Metro recognizes that walkers and rolling walkers, canes, crutches and similar items are designed for, and used as, mobility aids. Based on the definition of mobility equipment, carts are not intended to be used as mobility aids or devices.  While some people do use commercial carts for this purpose, Metro does not support carts for such use on buses or trains.

Metro is aware of the special construction and sturdiness of mobility devices and aids, including weight tolerances, pushing and gripping facility, resistance to slipping and rolling, walking clearances, and many other safety and support features that go into their design and manufacture.  Often, the devices are prescribed by medical professionals.  These considerations make them safe and reliable for those who rely on them as mobility aids.

Free Securement Marking  or Straps for Wheelchairs and Scooters!
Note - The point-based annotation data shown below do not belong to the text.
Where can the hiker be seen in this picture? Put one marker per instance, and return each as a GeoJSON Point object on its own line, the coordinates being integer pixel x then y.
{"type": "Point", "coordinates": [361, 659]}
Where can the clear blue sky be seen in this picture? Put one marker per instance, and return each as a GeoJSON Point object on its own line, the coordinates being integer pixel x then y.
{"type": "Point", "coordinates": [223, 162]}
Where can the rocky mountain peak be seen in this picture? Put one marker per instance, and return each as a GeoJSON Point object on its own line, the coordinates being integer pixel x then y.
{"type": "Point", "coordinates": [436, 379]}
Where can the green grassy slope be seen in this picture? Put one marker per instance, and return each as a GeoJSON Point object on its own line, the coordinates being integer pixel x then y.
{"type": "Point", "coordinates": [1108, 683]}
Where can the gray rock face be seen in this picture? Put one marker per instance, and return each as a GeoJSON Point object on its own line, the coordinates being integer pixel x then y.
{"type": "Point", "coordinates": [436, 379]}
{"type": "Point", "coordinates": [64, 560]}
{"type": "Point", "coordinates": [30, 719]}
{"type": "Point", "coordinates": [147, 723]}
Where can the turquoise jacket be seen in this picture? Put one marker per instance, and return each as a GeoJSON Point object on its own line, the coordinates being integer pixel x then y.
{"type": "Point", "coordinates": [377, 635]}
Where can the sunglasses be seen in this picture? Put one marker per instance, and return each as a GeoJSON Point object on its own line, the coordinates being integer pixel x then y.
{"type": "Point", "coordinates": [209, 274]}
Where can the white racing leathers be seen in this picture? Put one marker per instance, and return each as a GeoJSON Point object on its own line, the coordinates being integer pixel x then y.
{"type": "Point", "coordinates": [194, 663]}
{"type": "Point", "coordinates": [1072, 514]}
Metro offers expert marking or securement strap placement for your mobility device...and it’s FREE.

Securement markings and/or straps can help you experience faster securement and a safer ride on Metro buses.  All Metro buses are outfitted with seating areas to accommodate individuals using wheelchairs, scooters, and other mobility devices.  On all buses and most rail cars, seats must be flipped up to access the spaces reserved for wheelchairs and other mobility devices.

Securement straps enable quicker equipment attachment and release.  And bright yellow tape marks ideal locations for tie-down hooks and enables faster securement, where separate straps are not needed.

For FREE securement straps or marking installation, please call 213.922.8800.

Please note:  Metro encourages individuals with disabilities who will be acquiring a new or replacement wheelchair to choose, if possible or available, a WC19 compliant wheelchair.  WC19 compliant wheelchairs provide a safe and visible location for Metro Bus Operators to attach wheelchair securement tie-downs.